“不好意思,剛才一時興奮沒看見你們。大家都坐吧,都別客氣啊。”
田十畝等五人局促地站著,眼睛偷瞄著趙正這隻“笑面虎”,猶豫半晌還是第一個坐下,其余四人也跟著坐下。
趙正對剛才的烏龍很不好意思,轉了一圈竟然沒注意這五個軍官,還去問那些士兵,這樣好像挺傷人的,但是好像也豎立了自己的威嚴。趙正為自己點讚,穿越者的臉面他總算沒丟。

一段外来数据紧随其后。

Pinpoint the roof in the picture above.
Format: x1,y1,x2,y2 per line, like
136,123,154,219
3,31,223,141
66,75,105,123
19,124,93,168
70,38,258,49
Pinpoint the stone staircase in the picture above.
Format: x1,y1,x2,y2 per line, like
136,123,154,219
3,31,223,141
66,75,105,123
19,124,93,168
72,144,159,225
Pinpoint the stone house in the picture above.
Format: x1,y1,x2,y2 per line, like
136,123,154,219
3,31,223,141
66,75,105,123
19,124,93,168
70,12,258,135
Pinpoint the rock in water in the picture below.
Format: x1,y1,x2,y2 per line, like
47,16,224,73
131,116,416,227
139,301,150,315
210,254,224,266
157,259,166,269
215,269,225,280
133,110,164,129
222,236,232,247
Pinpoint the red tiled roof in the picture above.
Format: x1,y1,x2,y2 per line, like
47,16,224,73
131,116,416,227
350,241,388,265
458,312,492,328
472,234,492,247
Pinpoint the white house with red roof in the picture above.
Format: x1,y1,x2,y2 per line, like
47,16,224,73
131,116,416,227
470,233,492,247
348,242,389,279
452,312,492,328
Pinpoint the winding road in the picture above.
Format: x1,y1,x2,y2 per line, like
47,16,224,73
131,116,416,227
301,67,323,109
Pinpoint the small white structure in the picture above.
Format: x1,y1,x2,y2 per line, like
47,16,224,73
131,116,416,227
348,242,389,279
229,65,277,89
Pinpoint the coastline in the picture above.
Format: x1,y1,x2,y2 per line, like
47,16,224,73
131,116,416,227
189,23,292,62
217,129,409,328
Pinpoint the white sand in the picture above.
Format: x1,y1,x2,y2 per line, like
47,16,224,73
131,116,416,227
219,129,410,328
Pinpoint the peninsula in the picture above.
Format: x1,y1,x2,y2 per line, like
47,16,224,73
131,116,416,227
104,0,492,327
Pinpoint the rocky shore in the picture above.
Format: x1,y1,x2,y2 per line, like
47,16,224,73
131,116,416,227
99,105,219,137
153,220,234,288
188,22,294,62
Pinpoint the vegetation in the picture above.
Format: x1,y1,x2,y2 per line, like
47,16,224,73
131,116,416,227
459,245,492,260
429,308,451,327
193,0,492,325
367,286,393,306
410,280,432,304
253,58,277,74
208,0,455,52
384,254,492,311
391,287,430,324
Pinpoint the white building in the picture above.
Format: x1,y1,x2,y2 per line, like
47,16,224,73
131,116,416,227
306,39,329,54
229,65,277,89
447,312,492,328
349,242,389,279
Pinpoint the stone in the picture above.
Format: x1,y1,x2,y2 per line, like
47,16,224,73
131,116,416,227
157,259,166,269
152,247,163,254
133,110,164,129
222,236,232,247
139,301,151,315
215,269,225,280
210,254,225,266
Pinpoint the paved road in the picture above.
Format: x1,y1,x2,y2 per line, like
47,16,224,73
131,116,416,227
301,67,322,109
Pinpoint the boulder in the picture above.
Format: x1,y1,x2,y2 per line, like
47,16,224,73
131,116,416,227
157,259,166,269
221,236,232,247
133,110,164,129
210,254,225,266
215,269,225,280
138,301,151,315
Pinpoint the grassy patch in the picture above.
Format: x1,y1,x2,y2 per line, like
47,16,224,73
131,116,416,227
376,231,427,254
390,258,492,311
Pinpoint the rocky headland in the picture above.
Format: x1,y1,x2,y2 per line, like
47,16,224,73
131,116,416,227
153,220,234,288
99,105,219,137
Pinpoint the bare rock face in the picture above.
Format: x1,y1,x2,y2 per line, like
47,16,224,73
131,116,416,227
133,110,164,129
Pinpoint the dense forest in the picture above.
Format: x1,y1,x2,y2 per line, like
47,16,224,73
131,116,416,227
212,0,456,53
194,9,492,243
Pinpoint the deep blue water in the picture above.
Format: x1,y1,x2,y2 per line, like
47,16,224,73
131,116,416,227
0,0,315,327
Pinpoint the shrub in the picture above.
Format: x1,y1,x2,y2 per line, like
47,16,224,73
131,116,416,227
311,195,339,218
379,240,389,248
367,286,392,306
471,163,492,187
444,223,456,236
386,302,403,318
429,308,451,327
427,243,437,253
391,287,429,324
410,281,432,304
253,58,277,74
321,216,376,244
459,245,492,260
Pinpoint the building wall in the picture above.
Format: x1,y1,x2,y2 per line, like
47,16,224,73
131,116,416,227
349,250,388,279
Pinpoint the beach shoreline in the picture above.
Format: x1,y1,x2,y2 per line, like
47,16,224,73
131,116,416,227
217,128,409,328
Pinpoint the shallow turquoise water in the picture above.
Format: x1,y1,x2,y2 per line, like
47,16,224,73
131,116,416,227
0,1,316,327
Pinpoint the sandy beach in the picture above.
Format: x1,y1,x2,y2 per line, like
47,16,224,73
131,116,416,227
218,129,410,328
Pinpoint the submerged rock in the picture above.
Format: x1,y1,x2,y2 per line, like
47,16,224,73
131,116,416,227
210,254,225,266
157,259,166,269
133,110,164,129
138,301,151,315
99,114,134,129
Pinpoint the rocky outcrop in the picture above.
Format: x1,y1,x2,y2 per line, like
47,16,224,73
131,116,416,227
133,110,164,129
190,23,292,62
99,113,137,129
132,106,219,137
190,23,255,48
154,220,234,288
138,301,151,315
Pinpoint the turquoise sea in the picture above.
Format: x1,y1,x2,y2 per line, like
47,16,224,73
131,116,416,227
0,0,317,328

“田校尉,說來也是本將軍的不是,你們都過來了,兵營卻還沒蓋好,隻好委屈你們暫時住帳篷了。”
田十畝以為趙正蓄勢半天會有什麽大動作,原來就是讓自己住帳篷而已。
松了口氣,他躬身一禮道:“卑職不敢,我等軍伍漢子本不是嬌生慣養的人,將軍不必在意。”
“初春三月,寒氣尚存,讓你們住帳篷確實委屈了,這樣明日我便發布招工令,多找一些人手修建房宇,你們如果不介意也可以一起來,畢竟蓋好了你們住。”
魚頭在下面有些聽不下去了,自己堂堂的涿郡近衛軍,燕國的主力戰團,卻要做這些隨軍仆役才做的下賤勾當。
“將軍,卑職以為不妥,兄弟們都是廝殺場上的勇士,怎麽能做版築加瓦的下賤勾當。”
“嗯”
趙正心中一陣火氣,不乾就不乾為何要說泥瓦匠是下賤活,他前世的父親就是個泥瓦匠,雖然對他一般但是也有養育之恩。
“放肆,一磚一瓦為爾等修建棲身之處,竟然說這是下賤勾當,那你為何要住下賤勾當修蓋的房宇?”
魚頭勇猛但嘴笨,一句話就噎的他支支吾吾說不出來,但軍人的血性讓他不能低頭,依舊沒有讓步。
田十畝見狀趕緊踩了他一腳,但他仍不知情就是瞪著趙正。
趙正被他一激,幾日來積攢的火氣瞬間爆發,背著手走到屋簷下,然後回身說道:“好一個硬骨頭的漢子,本將軍偏偏讓你做下賤勾當。傳我軍令,爾等五百士卒即日起卸去甲胄兵械,全體修建兵營。”
“卑職領命”,田十畝趕緊俯身領命,他可不想得罪眼前這個上司,丟了自己剛坐上的校尉。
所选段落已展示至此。